Notice any significant difference in the stats site these days? For those that haven't, the site is now updated some time after 2am (Central European Time) every day. After regularly tinkering with the scripts behind the scenes to make the database more reliable on a daily basis, has now meant I can make the switch to running a site refresh on a daily basis too. With that done, I'm now looking at automating the Bad Upload and Bad Report emails that I send out every month. This will hopefully help authors to quickly spot when they've uploaded a badly formatted distribution, rather having to wait for weeks to be alerted, and for testers to quickly block testing certain distributions by updating the configuration. In the longer term I'd also like to have a report parser that can quickly spot where a testbot has gone rogue, thus alerting the tester to investigate quickly. This will then hopefully give authors a bit more confidence in the system, so they don't ignore reports out of hand.

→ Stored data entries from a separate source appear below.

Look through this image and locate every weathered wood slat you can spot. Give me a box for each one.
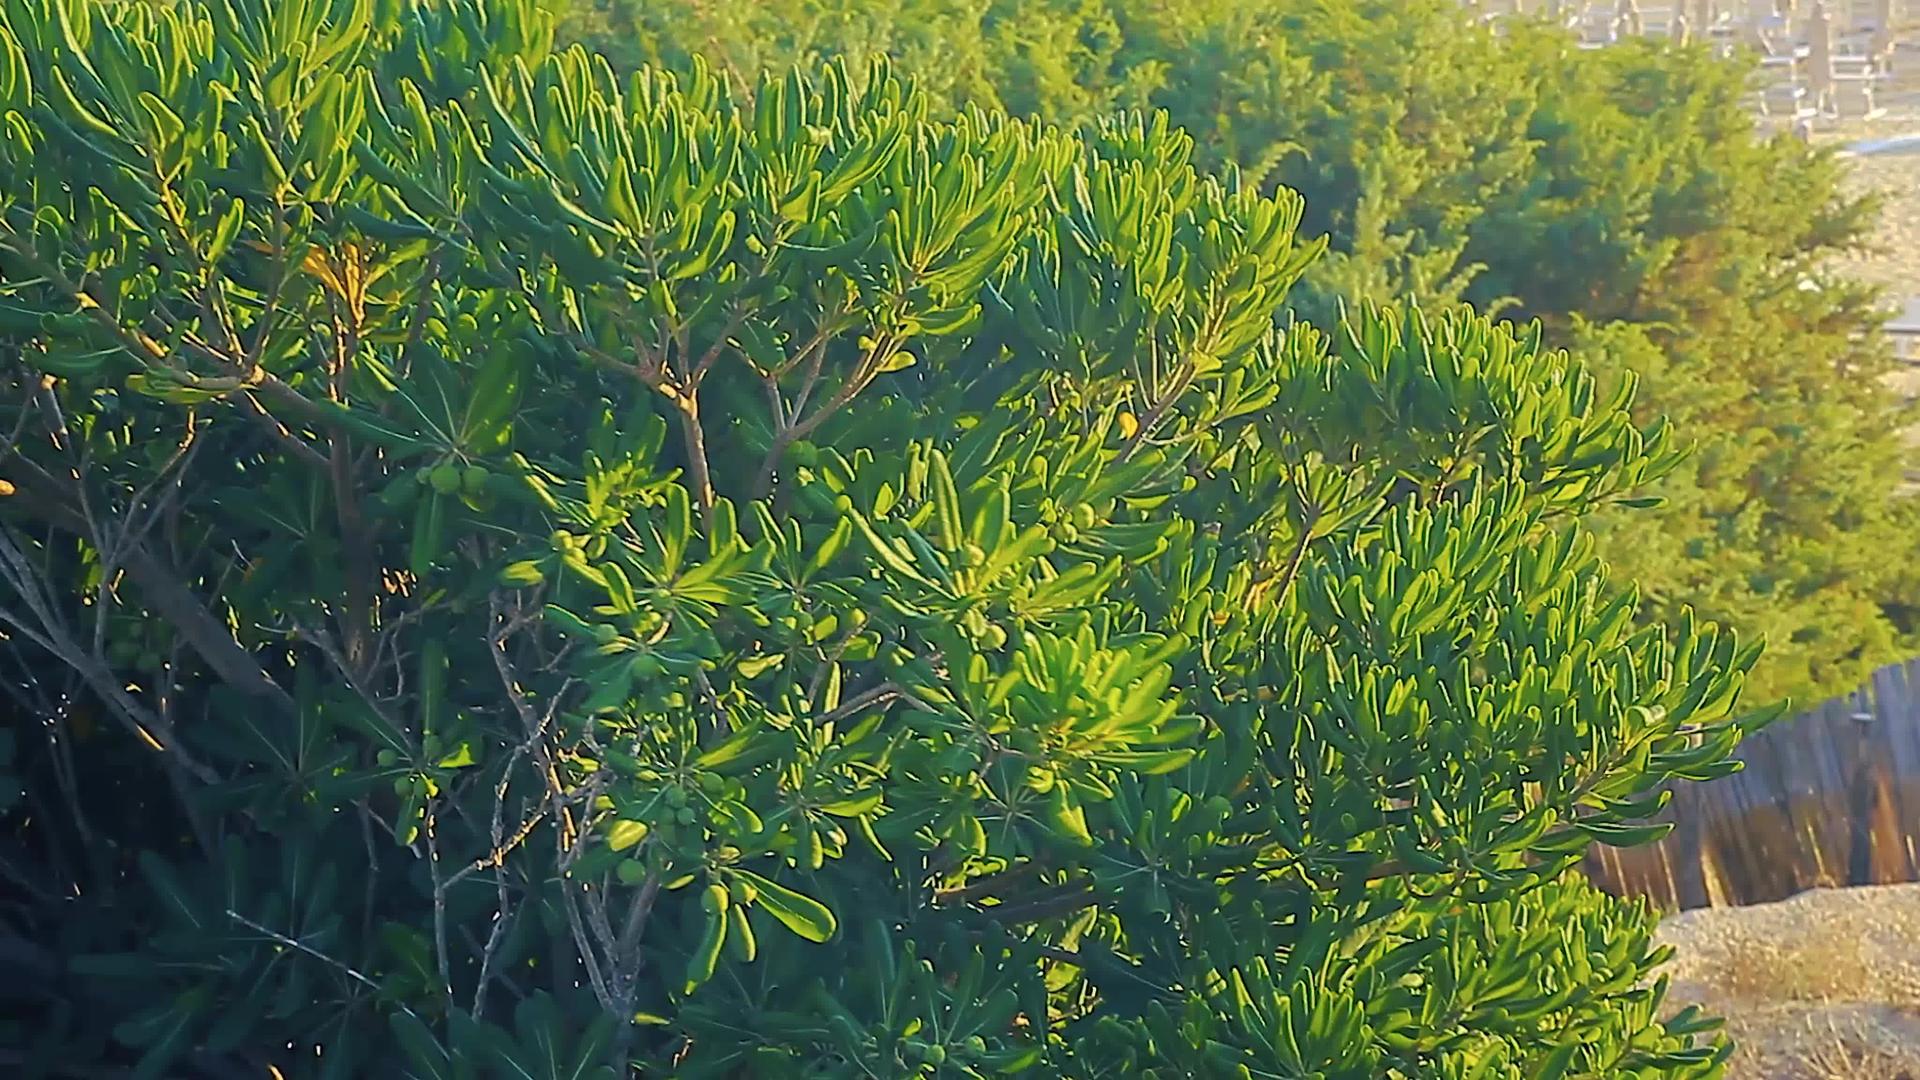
[1587,656,1920,911]
[1869,662,1916,881]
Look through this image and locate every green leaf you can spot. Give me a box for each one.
[1578,819,1674,847]
[1534,1043,1578,1080]
[734,869,837,943]
[390,1011,455,1080]
[137,852,202,930]
[1090,748,1195,774]
[695,720,768,769]
[815,789,883,817]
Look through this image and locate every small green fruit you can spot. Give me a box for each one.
[462,465,489,494]
[376,749,399,766]
[593,624,620,645]
[429,464,462,494]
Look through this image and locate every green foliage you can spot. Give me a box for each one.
[0,0,1759,1075]
[563,0,1920,707]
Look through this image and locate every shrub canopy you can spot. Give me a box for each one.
[566,0,1920,707]
[1,0,1755,1076]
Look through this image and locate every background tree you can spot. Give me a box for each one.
[2,0,1759,1075]
[563,0,1920,707]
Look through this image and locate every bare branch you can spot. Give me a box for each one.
[0,528,217,784]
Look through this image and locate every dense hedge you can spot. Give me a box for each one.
[1,0,1758,1076]
[564,0,1919,706]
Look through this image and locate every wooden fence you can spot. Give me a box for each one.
[1583,656,1920,910]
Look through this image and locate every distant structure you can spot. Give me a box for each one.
[1891,296,1920,363]
[1465,0,1910,130]
[1616,0,1646,36]
[1809,0,1838,112]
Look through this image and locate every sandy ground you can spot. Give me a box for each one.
[1658,885,1920,1079]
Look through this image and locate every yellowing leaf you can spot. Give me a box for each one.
[435,742,477,769]
[607,819,650,852]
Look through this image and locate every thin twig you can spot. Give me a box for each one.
[226,908,426,1023]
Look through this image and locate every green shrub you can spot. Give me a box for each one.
[0,0,1757,1075]
[563,0,1920,708]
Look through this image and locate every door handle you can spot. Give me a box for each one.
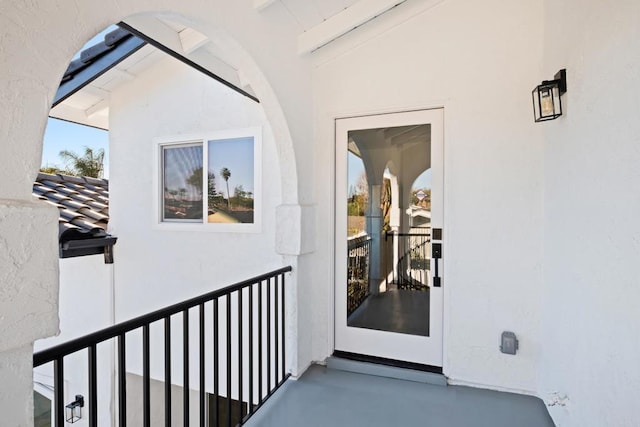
[432,242,442,287]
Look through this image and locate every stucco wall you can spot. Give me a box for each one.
[0,2,310,425]
[4,0,640,426]
[108,53,290,388]
[540,1,640,425]
[109,54,284,315]
[311,0,545,394]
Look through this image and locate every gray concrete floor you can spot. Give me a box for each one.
[348,289,430,336]
[245,365,555,427]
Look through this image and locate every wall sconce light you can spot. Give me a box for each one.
[65,395,84,423]
[532,69,567,122]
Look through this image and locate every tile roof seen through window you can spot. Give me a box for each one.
[33,172,110,243]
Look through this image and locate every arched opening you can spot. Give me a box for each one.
[27,11,303,425]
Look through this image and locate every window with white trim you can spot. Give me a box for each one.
[158,128,261,231]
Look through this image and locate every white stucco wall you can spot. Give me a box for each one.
[34,255,114,427]
[109,54,284,317]
[4,0,640,426]
[539,1,640,425]
[0,2,310,425]
[311,0,545,394]
[108,53,292,390]
[0,200,59,427]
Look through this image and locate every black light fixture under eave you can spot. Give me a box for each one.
[532,69,567,122]
[65,395,84,423]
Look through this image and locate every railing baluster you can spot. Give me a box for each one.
[199,303,205,427]
[281,273,286,379]
[32,267,292,427]
[258,281,263,401]
[248,284,254,414]
[274,275,279,383]
[88,344,98,427]
[54,357,64,427]
[118,333,127,427]
[226,294,232,427]
[143,325,150,427]
[238,288,244,421]
[267,277,272,393]
[165,316,172,426]
[183,309,190,427]
[214,298,219,427]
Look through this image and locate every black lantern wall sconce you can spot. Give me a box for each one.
[65,395,84,423]
[532,69,567,122]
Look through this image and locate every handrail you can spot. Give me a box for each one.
[34,266,291,367]
[348,236,371,250]
[33,266,292,427]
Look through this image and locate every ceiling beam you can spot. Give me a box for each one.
[50,104,109,130]
[118,22,259,103]
[298,0,407,54]
[254,0,278,12]
[109,68,136,81]
[179,27,209,54]
[85,99,110,118]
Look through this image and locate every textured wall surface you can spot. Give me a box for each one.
[540,1,640,425]
[3,0,640,426]
[0,2,309,425]
[0,201,59,351]
[0,345,36,427]
[312,0,544,394]
[108,53,283,314]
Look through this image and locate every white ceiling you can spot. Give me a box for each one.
[279,0,359,31]
[50,1,404,129]
[49,44,163,130]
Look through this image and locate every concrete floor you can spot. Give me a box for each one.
[244,364,555,427]
[348,289,430,336]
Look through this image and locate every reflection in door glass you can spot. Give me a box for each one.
[346,125,432,337]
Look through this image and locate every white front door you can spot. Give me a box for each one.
[334,109,444,367]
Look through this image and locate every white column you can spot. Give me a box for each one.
[0,200,60,427]
[366,185,382,295]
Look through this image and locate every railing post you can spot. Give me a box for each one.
[266,277,272,394]
[199,303,205,427]
[118,333,127,427]
[183,309,190,427]
[54,357,64,427]
[143,325,150,427]
[33,267,292,427]
[281,273,286,378]
[88,344,98,427]
[238,288,244,421]
[248,284,254,413]
[213,299,219,427]
[165,316,172,426]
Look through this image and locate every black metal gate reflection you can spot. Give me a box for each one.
[387,233,430,291]
[347,236,371,316]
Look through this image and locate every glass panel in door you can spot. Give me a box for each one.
[335,109,444,367]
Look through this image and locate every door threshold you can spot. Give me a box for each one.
[329,351,446,386]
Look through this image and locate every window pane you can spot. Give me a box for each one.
[33,390,51,427]
[163,144,203,221]
[207,137,254,224]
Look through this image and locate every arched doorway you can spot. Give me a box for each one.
[0,4,308,426]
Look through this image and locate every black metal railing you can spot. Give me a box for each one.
[387,233,430,290]
[347,236,371,315]
[34,266,292,427]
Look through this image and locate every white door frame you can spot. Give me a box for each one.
[333,108,445,367]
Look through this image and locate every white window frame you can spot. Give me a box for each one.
[153,127,262,233]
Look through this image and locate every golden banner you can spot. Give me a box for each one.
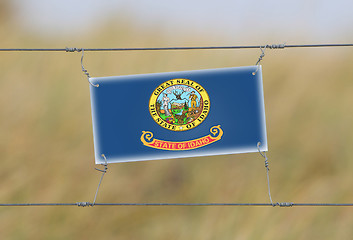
[141,125,223,151]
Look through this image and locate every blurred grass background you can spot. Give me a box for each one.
[1,1,353,239]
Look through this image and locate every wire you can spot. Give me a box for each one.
[0,43,353,52]
[94,203,353,207]
[0,203,78,206]
[256,142,273,205]
[93,154,108,205]
[0,202,353,207]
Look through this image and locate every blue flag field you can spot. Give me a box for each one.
[90,65,267,164]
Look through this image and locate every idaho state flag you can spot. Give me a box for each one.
[90,66,267,164]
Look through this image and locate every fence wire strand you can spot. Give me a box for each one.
[0,203,353,207]
[0,43,353,52]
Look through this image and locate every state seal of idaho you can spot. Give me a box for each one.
[149,79,210,131]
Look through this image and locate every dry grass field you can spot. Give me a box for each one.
[1,10,353,239]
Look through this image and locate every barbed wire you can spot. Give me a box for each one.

A further addition to the site came last week, with the "Find A Tester" feature. As several authors are now reading the web interface for the NNTP server, they are finding it difficult to figure out who the tester is for their distributions, particularly when the reports don't get mailed to them. As such I've set up a simple script behind the scenes that does the correct lookup. Hopefully by requesting the NNTP ID of the report, this will avoid me having to put restrictive spam measures on the script. If you intend to use the form, please use it wisely.


100k barrier

dagolden on 2008-06-03T11:57:52

However, I suspect that some testers will be pushing 100,000 reports by the end of the year.

FWIW, I'm aiming to break 100,000 reports by the end of June.

It's not about adding boxes, it's about making the testing process more efficient. If all goes well, I'll write it up as an article somewhere.

-- dagolden

p.s. thanks for the daily stats update -- it's fun to see my numbers climb

Re:100k barrier

barbie on 2008-06-03T12:59:30

It's not about adding boxes

Agreed. In the majority of cases those submitting reports are only testing against 1 or 2 versions of perl. I haven't looked at the distribution of platforms/perls with regards to testers, but that's something I'm going to start looking into. The prolific testers tend to have 5+ versions on each platform.

Once I get the alert system working on a frequent basis, it should also help quickly warn testers that rogue results are being reported and allow them to adjust their testing environment accordingly. This will then give everyone a bit of confidence that despite the sheer volume of reports, nearly all the reports are valid. With the HTTP server in place, it might then be a little easier to delete bogus reports.

I think this year is going to be interesting to say the least :)

The graphs break now...

Alias on 2008-06-04T03:46:03

The problem with updating nightly is that the graphs go all broken...

You probably need to do some forward estimating on the test counts...

So after 2 days of the month, inflate that to estimate the total for the fill 31 days.